AlON is apparently more crystalline than yer average quartz (that is, the crystalline order stretches across greater areas - but neither material consists of a single giant crystal, at least not with current manufacturing techniques), which helps against shattering. Both AlON and quartz are superior in this respect to ordinary glass, which isn't crystalline at all (glass may actually consist of the same molecules as quartz, yet any internal order only stretches across a couple of molecules). Due to lacking that crystal order, ordinary glass is less brittle, but also less capable of resisting compression.
Still, all these materials become armored glass the same way: by being the compression-absorbing layer, backed up by a flexible layer.
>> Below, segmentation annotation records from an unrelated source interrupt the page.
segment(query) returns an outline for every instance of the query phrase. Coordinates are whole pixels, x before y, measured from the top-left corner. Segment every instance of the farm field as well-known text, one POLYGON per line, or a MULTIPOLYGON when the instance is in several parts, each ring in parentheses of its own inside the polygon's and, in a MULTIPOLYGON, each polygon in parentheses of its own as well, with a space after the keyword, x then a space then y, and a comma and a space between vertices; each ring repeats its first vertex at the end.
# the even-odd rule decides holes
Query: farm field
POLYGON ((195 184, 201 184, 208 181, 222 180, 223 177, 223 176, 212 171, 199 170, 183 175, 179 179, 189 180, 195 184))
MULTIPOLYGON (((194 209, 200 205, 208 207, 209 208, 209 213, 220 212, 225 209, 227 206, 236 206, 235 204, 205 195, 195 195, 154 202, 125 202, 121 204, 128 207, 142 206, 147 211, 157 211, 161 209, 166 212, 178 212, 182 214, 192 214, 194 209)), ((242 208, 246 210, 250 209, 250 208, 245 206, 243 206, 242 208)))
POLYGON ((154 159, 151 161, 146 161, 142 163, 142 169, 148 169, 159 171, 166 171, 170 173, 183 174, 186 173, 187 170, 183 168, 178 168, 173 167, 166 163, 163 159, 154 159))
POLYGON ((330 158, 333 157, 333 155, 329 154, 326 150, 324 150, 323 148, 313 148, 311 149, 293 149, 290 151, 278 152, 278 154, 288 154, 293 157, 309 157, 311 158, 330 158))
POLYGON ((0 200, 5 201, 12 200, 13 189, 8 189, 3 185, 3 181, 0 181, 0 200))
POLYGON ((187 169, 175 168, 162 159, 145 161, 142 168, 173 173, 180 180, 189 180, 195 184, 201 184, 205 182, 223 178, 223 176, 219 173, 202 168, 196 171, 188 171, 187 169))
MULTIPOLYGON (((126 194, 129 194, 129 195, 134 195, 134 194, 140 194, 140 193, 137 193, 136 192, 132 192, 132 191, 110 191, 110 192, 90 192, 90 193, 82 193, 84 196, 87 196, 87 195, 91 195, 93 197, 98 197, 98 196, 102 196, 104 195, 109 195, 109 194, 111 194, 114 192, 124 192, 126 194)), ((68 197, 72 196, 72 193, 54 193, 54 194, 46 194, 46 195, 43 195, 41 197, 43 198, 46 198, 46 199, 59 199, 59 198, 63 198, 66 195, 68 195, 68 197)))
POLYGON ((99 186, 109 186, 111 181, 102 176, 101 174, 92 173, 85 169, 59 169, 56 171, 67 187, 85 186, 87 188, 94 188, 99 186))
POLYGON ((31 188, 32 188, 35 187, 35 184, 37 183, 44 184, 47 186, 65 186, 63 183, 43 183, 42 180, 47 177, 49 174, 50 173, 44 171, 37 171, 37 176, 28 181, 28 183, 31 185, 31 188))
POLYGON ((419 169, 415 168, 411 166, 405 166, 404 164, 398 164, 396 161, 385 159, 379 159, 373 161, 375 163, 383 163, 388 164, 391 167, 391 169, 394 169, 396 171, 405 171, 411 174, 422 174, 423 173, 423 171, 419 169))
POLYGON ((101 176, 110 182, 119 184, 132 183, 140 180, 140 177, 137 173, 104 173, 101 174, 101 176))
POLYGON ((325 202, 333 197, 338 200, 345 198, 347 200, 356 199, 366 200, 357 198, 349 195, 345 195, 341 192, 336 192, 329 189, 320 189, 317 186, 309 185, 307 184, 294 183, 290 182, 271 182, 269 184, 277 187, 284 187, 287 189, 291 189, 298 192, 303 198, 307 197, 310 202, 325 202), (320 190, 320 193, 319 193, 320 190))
AlON can do its job with a single pair of layers, while ordinary glass and its polymer backing need to be stacked dozens of pairs high in order to stop bullets. That means more weight and poorer transparency...
A diamond would be even better, because it is organized in a rigid lattice - but not in a lattice of molecules. Instead, all the atoms there latch individually on to their neighbors with very strong EM forces, so the entire diamond is actually a single molecule of carbon (in the ideal case). Something like that would be very difficult to achieve with a substance that contained appreciable amounts of aluminum or any other metal: the metal would want to chemically react with specific types of fellow substances, and the atoms would no longer individually latch on to their companions, but would want to do that ionic-crystal thing with the weaker forces. And if the stuff were mostly aluminum, it would want to be a metal, and metals have the defining quality of not letting visual range EM radiation through - the way the metal atoms hold on to each other, through sharing their electrons in a great group orgy, dictates that the EM radiation is always absorbed.
Yeah, AlON is a substance that could perhaps be called "transparent aluminum". But it's better called "transparent alumina" or "transparent alumina&aluminum nitride" because the aluminum there exists in those chemical forms, bonded to other atom types. Depends on who's speaking and listening, though. The company marketing the stuff (or the Star Trek entity manufacturing those starship windows) is definitely not obligated to speak the exact jargon of 20th-21st century chemists!
Frankly, there is no reason to believe that the windows were weaker than the hull.
Indeed, there may be no such reason even in face of the ST:GEN evidence. The window broke, yes - but it appears that the hull broke as well! At least we see lots of broken wall when Picard rummages through his possessions.
STXI is more explicit about this sort of thing: we see the bridge ceiling, wall and window/monitor surfaces all break in equal cracks when the ship fights the black hole.